The influx of people coming in and out of Berlin can be a little exhausting. Being here for a few years I’ve made many fast friends and great friends, but then they all eventually leave. Though the good thing is that once your old friends are gone there’s always a handful of new people entering your life to fill the gap. After all, I’m also participating in this transient lifestyle—leaving for a weekend, a week, a month, and then returning—it’s the artist’s life. But it can be draining having to continually establish new bonds and settle back into life here.

Photo courtesy of Bea Rodrigues

04. George Downing, Photographer

How long have you lived in Berlin?

For around a year and a half.

What made you want to move to Berlin?

I can’t say exactly; just a feeling I had. I was keen to get out of Melbourne and find my feet somewhere else. I hadn’t planned to stay so long but a lot of very fortunate things fell into place to keep me, so I took that as a sign.

What kind of work do you do?

I do some freelance photography work, but not as much as I’d like. I’ve found it difficult to make a living off taking photos here… I do some PR work for a startup, which pays my rent and allows me to work remotely, which is good for now.

What is the hardest/best part about living there?

Self-motivation is difficult. It can be such a relaxed and slow city but simultaneously can pass time so fast; it’s always slipping away. This duality is so hard to describe to anyone who hasn’t experienced it; it’s both the hardest and best part about Berlin.

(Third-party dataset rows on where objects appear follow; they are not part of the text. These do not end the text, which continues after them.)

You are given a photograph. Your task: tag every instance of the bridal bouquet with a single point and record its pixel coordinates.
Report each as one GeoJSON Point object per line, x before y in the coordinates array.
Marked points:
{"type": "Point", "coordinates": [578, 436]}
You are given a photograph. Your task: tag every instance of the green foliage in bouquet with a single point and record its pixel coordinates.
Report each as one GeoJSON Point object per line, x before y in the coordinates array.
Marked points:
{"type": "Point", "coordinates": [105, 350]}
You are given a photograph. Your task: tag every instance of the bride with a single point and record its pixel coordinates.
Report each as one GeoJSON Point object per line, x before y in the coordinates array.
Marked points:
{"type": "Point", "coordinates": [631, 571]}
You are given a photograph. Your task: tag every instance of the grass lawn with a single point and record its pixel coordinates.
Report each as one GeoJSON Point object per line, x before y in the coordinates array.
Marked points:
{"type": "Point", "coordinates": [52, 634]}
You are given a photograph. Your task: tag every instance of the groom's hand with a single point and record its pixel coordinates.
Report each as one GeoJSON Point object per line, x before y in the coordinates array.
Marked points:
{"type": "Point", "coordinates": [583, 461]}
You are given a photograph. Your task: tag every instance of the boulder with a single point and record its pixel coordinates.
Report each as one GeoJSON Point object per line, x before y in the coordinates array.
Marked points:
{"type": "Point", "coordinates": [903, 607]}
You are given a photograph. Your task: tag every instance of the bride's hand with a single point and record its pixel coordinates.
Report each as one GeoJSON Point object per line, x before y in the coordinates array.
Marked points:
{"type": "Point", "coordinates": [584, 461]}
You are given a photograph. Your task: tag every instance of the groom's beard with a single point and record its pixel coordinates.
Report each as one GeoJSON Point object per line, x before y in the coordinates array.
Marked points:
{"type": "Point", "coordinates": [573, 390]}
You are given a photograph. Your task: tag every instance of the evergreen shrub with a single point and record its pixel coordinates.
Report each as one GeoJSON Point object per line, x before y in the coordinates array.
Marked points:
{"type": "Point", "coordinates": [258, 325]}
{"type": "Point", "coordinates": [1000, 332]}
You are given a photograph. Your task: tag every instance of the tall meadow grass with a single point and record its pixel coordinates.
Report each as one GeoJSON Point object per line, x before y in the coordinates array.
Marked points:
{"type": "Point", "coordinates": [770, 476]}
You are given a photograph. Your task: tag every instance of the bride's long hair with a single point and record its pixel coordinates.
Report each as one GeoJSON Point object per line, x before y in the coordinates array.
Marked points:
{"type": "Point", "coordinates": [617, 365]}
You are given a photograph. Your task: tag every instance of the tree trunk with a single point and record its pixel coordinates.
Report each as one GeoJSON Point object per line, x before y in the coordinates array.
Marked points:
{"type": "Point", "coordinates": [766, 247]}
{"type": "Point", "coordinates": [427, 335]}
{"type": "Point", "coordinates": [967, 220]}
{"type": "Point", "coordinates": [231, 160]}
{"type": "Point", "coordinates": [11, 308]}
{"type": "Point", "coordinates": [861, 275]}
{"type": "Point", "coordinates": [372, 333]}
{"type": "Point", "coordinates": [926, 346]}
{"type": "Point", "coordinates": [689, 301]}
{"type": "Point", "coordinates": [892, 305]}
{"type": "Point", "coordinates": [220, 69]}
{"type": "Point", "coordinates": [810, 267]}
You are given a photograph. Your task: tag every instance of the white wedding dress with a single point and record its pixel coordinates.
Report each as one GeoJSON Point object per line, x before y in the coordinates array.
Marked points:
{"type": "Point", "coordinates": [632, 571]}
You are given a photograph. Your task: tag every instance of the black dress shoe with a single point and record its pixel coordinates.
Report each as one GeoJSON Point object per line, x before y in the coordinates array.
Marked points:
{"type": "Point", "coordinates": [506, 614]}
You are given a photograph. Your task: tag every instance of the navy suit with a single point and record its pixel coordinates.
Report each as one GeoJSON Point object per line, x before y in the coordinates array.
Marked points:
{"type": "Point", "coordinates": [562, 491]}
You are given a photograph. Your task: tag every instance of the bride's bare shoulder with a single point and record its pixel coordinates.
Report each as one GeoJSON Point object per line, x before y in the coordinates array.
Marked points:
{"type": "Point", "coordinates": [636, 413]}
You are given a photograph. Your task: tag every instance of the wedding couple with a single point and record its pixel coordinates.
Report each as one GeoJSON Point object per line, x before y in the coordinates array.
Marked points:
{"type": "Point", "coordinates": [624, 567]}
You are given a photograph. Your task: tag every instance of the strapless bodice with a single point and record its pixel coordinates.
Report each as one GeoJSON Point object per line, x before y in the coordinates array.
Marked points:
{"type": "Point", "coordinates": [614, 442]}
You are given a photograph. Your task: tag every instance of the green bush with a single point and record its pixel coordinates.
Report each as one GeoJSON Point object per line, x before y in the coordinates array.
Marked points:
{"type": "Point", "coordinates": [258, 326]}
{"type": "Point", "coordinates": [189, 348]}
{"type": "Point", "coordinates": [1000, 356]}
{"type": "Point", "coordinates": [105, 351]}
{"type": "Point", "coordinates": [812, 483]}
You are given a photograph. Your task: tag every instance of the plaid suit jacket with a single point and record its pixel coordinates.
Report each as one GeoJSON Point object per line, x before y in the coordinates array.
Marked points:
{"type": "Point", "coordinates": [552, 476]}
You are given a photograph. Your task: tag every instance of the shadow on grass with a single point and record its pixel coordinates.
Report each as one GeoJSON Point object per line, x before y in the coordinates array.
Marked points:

How does it compare to home?

In Melbourne, I always felt the need to constantly be doing something. Berlin is almost the opposite, and that’s a real double-edged sword. It’s so easy to get lost in just enjoying living in such a beautiful and exciting city that you forget about your personal goals (whatever they may be) and suddenly six months has passed. And, in my experience at least, no one’s going to hold you accountable for doing nothing—people are here to have fun and take life as it comes.